Introducing children to fitness at a young age will not only increase their chances of becoming sporting superstars, it will also boost their health and social skills

Today’s school playgrounds show that many of the kids’ physiques are starting to mimic those of their parents.  Being obese, overweight and lacking in energy has become the norm as Gaelic football, soccer, rugby and playing knick the knocker have been replaced by hours watching TV or playing on PlayStations.

Schools have not been helped in promoting sports with the increasing number of litigious claims against them for kids falling in the playground. It is not uncommon for running to be banned in schools because of this!

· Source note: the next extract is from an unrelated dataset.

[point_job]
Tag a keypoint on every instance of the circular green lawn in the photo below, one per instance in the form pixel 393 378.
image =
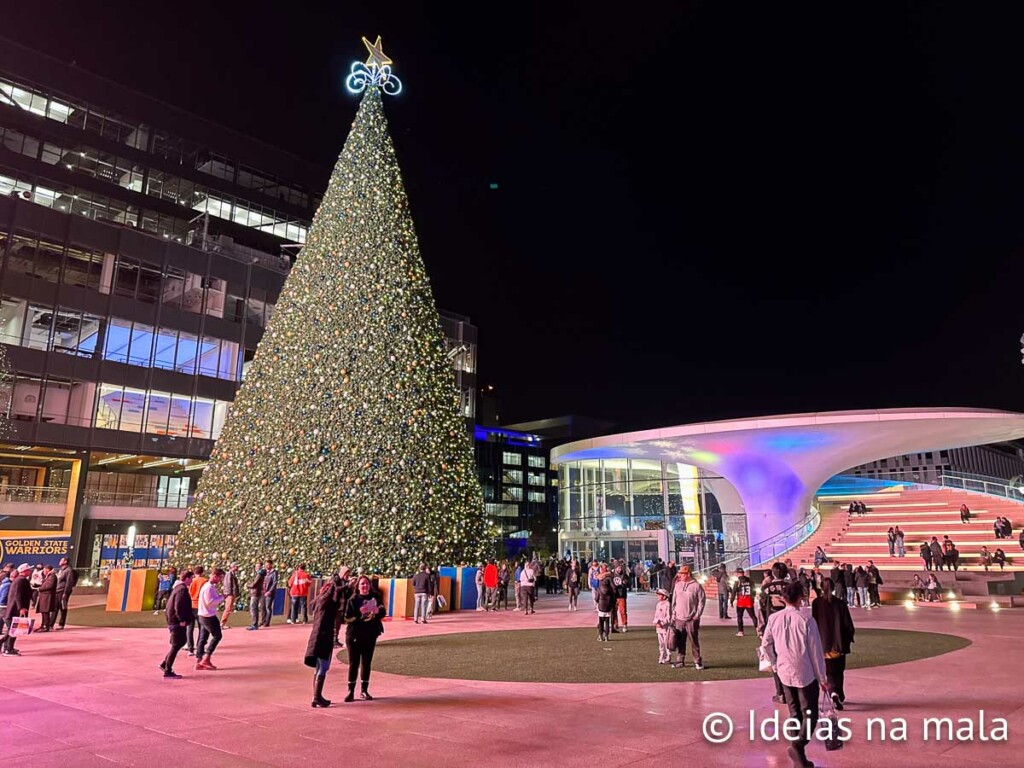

Sugary cereals, soft drinks, crisps and processed foods form the contents of many school lunchboxes these days.  In addition, some schools’ funding does not provide PE teachers to help kids develop their fitness.  Research by Singer on Motor Learning says that 90pc of children’s co-ordination is developed by the age of 12.

This means that if your kid hasn’t been active by this age ,he is never going to excel at sport. Canadian Exercise Researcher Istvan Bayley has devoted his life to developing a formula into How to Get your Kids to the Olympics in 20 years time. Whether it’s your goal to do this or not, you have the responsibility as a parent to teach your child habits that will enable them to be healthy.  Istvan follows a 5, 4, 3, 2, 1 formula. When a kid is very young, he should play five sports, if not more. As the years progress, the number gradually whittles down until he or she specialises in one.
The larger the number of sports the child plays, the higher the peak of the pyramid will be when the he or she specialises in a single sport.  Soccer stars Niall Quinn and Roy Keane participated in hurling and boxing, while Irish rugby international Shane Horgan played Gaelic Football for Meath.

So the tips to improve your children’s health are:

  • Allow your child to develop stabilising muscles by limiting or eliminating the use of a walker.
  • Limit the use of TVs and computers, and teach your children the outdoor games you learned as a child.
  • Encourage your child to play as many sports as possible.
  • With younger kids, don’t confuse resistance training with weight-training. Climbing ropes is an excellent tool for developing strength in kids.
  • Be a healthy role model and your kids will follow your lead.
  • Eat a wholesome, nutritional diet with protein, vegetables, fruits and healthy fats — and drink plenty of water.

If you are unsure about sports or nutrition, seek the guidance of a professional.